What if existing circulating nickels and copper pennies were liquidated? Would that flood the market with copper and nickel?

Answer forthcoming...

Ponce
10th May 2010, 10:44 PM
Cuba would suffer a lot because is one of the few countries in the world that produces nickel.......but I believe, not sure, that we now have a contract with China for all the nickel that we can produce.

Book
10th May 2010, 10:44 PM
http://alum.mit.edu/sliceofmit/wp-content/uploads/2009/08/2009_04_13-tiddlywinks.jpg

NWO coins.

Sparky
10th May 2010, 11:04 PM
OK, here are the ballpark figures. (Everything here is back-of-the-envelope):

Annual copper production: 16,000,000 tonnes
Annual nickel production: 1,500,000 tonnes

Annual copper used to make nickels: 3,750 tonnes (0.02% of annual production)
Annual nickel used to make nickels: 1,250 tonnes (0.08% of annual production)

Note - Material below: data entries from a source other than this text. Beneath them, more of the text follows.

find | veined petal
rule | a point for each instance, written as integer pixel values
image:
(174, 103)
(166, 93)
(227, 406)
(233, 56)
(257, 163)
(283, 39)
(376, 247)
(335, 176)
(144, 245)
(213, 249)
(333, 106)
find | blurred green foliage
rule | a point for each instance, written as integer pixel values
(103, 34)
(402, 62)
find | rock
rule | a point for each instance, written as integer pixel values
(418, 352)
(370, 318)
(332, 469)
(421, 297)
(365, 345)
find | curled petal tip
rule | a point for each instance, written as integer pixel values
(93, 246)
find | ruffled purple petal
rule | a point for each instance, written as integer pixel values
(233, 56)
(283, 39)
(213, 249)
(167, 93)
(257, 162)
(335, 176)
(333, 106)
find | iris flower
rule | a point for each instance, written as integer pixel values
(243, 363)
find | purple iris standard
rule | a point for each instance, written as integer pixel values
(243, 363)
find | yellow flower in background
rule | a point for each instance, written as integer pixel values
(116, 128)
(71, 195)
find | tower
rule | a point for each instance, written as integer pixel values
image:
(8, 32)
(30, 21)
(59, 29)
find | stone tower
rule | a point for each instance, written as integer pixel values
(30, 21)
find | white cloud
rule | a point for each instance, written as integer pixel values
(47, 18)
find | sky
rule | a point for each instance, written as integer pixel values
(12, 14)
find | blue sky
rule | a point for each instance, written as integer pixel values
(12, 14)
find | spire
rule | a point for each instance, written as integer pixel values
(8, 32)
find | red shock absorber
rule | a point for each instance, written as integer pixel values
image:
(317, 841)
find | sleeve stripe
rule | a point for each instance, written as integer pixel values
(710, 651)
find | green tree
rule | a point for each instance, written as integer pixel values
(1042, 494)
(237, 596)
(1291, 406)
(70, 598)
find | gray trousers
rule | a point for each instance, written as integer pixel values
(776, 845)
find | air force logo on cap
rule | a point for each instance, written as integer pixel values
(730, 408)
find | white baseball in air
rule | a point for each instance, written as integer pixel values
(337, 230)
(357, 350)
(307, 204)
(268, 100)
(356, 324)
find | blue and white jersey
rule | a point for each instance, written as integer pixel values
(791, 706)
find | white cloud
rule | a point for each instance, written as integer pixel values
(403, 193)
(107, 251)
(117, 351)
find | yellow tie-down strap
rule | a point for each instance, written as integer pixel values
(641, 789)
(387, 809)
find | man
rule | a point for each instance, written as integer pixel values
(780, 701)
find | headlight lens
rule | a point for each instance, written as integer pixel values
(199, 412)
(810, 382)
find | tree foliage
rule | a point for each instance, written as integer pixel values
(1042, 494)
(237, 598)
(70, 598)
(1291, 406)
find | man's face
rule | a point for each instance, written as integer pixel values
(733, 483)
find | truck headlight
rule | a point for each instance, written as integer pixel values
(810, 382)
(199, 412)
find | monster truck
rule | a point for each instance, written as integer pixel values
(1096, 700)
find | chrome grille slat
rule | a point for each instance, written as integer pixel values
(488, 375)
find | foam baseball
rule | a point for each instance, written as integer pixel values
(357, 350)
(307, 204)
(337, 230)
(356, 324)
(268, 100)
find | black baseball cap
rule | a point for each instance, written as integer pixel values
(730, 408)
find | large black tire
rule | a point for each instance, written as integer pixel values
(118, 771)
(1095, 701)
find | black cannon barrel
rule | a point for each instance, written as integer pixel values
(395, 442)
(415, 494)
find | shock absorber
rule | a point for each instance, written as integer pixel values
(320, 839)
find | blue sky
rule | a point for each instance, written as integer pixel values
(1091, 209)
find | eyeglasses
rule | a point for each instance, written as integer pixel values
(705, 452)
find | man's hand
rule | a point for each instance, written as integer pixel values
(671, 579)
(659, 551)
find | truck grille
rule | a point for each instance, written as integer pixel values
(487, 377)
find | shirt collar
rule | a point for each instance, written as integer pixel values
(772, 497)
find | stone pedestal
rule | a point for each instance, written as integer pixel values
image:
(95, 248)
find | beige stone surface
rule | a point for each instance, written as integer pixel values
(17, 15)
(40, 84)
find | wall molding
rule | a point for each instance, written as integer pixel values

So a tiny fraction of annual world supply is used to make these coins.

Now for liquidation:

Amount of copper in circulating nickels and older pennies: 160,000 tonnes (1%)
Amount of nickel in circulating nickels: 37,500 tonnes (2.5%)

A small fraction, but not negligible.

Let's look as silver coin history by year, with annual silver price per ounce:

1960 $0.91
1961 $0.90
1962 $1.20 (Potential silver shortage recognized?)
1963 $1.29 (Proposal to change composition?)
1964 $1.29 [Last year of silver in most coins]
1965 $1.29
1966 $1.29
1967 $2.06 [Ban on melting silver coins implemented]
1968 $1.96
1969 $1.81 [Melting ban lifted]
1970 $1.64
1971 $1.39 [International gold standard ends]
1972 $1.98
1973 $3.14
1974 $4.39

Notice that the melt ban wasn't implemented until two years after the composition change. It's not clear if the 1967 price spike caused the need for banning, or if the banning caused the price spike. The lifting of the melt ban actually led into a period of lowering prices.

For pennies and nickels, the ban began in December 2006.

What I don't know is if coin production was a large demand component in the silver market, such that the lifting of the ban created a significant wave of supply.